The second differences is on the (im)partiality of the national army. There is no doubt that the downfall of Ben Ali in Tunisia and Mubarak in Egypt was made possible, or rather precipitated, by the neutrality of the national army. Had they taken side and shored up the regime, we would have witnessed a different story; one that would have delineated the line of either the Chinese Tiananmen Square massacre of 1989 or the 2009 Iranian brutal crackdown on the Green Movement (the Green Movement is slowly crawling back to life, thanks to the Jasmine Revolution, and there was a big demonstration in Tehran yesterday).
The majority of national armies in SSA are like private militias of the incumbent president. This is always the case simply because Africa leaders do staff top positions of the national army with their close relatives. The president is therefore so close to the army that it would be hard to get the army on the side of the people like what happened in both Tunisia and Egypt where the army tilted the balance of power on behalf of the people when they refused to enforced martial arts rule.

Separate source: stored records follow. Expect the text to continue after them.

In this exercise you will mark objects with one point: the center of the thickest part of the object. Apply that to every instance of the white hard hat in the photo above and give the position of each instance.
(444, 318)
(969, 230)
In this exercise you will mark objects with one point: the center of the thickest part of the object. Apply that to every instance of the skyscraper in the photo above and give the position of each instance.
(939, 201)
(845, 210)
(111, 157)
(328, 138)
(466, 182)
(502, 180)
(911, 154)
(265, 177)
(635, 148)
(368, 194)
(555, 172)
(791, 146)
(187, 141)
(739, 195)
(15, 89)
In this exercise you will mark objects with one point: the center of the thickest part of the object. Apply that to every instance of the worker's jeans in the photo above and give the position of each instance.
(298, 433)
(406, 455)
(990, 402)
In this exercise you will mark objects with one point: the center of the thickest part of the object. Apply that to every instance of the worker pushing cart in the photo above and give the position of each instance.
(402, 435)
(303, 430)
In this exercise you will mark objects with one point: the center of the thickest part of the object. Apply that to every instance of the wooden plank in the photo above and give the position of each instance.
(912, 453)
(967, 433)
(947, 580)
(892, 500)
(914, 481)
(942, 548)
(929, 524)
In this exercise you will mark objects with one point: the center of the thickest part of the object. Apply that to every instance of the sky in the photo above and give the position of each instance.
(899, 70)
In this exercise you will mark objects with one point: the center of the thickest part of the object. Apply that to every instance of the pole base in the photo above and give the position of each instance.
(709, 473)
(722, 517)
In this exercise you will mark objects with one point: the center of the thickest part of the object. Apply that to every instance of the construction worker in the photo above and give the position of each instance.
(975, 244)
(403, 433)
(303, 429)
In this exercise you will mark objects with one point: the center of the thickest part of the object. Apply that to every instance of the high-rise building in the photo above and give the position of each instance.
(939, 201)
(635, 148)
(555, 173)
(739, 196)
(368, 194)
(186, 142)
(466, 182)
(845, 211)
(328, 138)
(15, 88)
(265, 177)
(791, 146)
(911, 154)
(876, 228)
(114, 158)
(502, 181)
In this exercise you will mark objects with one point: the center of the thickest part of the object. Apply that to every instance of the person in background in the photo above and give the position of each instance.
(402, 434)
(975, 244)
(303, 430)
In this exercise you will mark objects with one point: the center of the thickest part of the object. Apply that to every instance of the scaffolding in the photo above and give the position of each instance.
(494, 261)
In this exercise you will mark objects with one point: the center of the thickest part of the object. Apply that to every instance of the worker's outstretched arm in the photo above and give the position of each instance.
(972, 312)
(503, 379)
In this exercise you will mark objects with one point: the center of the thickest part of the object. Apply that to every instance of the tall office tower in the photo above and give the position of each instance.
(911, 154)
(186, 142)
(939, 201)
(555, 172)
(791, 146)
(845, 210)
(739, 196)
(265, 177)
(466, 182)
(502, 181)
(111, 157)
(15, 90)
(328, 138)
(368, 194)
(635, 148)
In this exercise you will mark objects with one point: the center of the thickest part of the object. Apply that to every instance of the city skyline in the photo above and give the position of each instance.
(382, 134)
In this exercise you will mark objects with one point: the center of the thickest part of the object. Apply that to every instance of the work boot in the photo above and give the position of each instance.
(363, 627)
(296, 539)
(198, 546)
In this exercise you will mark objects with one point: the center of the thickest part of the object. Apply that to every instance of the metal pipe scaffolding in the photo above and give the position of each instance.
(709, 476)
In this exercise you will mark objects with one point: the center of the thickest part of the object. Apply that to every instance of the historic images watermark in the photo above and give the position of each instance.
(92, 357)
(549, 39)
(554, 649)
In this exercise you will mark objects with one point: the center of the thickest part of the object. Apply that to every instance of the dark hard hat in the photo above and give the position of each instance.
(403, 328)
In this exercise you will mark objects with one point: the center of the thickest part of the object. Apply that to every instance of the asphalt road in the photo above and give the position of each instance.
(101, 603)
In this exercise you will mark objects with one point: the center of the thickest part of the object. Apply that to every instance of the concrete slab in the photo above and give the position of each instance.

The best illustration and possible guide into the likely role of the army in SSA was best portrayed when presidential elections were bitterly contested in Kenya, Zimbabwe, Uganda and Ivory Coast. The army simply sided with the incumbents and beat up the protesters. While their counterparts in NA are being toppled in popular mass uprisings, dictatorial aging leaders in the SSA are recycling themselves into power by abusing democratic processes.
This sometimes resulted in the formation of unstable coalition governments in Sub-Saharan Africa, the latest fashion or reinvention for the aging dictatorial regimes. And because disputed elections produce stalemates at best or bogus government at worst, the very socio-geopolitical stability democracy promises the citizens is irreparably strained.
It will remain to be seen what effects, if any, the Jasmine revolution will have on the SSA countries. In the past, Sub-Saharan African leaders might have been either too preoccupied with corruption or too rich to care about the people. However, this is likely to change in the light of this new unprecedented and unanticipated development that is sweeping away entrenched bad leadership.
It is possible that the leaders of SSA countries may introduce some cosmetic reforms to ward off any forbidding street demonstrations. But unless and until serious socio-economic and political reforms are carried out, there would be always a real danger of a Jasmine-like revolution occurring in the Sub-Saharan African countries.
These deep-seated exasperationamong the young, hungry and angry youth over poor job prospects and unaccountable governing ruling class may come to pass in countries such as Zimbabwe, Uganda, Sudan, Gabon, Ethiopia, Morocco, Eritrea, Equatorial Guinea, Burkina Faso, Libya,Swaziland, Togo, Central African Republic and/or Cameroon.